ISA 240 prescribes a structured communication hierarchy for fraud-related findings. When the auditor identifies or suspects fraud involving management, they must communicate with those charged with governance, typically the audit committee or equivalent. When the fraud involves employees below management level, the auditor ordinarily communicates with management unless management is implicated. In both cases the communication must be timely, so that governance can act before additional damage occurs.

Reporting to external parties is more restricted. In most jurisdictions the auditor has no automatic obligation to report suspected fraud to regulators or law enforcement, because audit client information is confidential. However, specific statutory exceptions exist in many jurisdictions. In the UK, the Companies Act 2006 (section 520) and the Proceeds of Crime Act 2002 create specific reporting obligations. In India, the Companies Act 2013 (section 143(12)) requires auditors to report fraud above a specified threshold to the Central Government via the Ministry of Corporate Affairs. In the US, PCAOB AS 2405 (related to illegal acts) and SEC rules on auditor reporting of material weaknesses create analogous obligations. In all cases, auditors should seek legal advice before making a report to an external body.

When forensic investigations proceed to litigation or regulatory hearings, auditors may be called as witnesses. Their role is to speak to what their audit procedures were and what they found, not to offer opinions on whether a crime occurred or who is responsible.
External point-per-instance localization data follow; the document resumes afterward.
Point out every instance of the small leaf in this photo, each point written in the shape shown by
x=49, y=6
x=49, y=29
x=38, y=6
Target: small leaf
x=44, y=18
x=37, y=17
The distinction between fact witness and expert witness matters here: an auditor testifying to their own work is a fact witness; a forensic accountant retained to analyse the fraud and offer conclusions is an expert witness, operating under different procedural rules. In India, evidence from both categories is now governed by the Bharatiya Sakshya Adhiniyam 2023. Equivalent rules apply in UK courts under the Civil Procedure Rules and Criminal Procedure Rules, and in US federal proceedings under the Federal Rules of Evidence.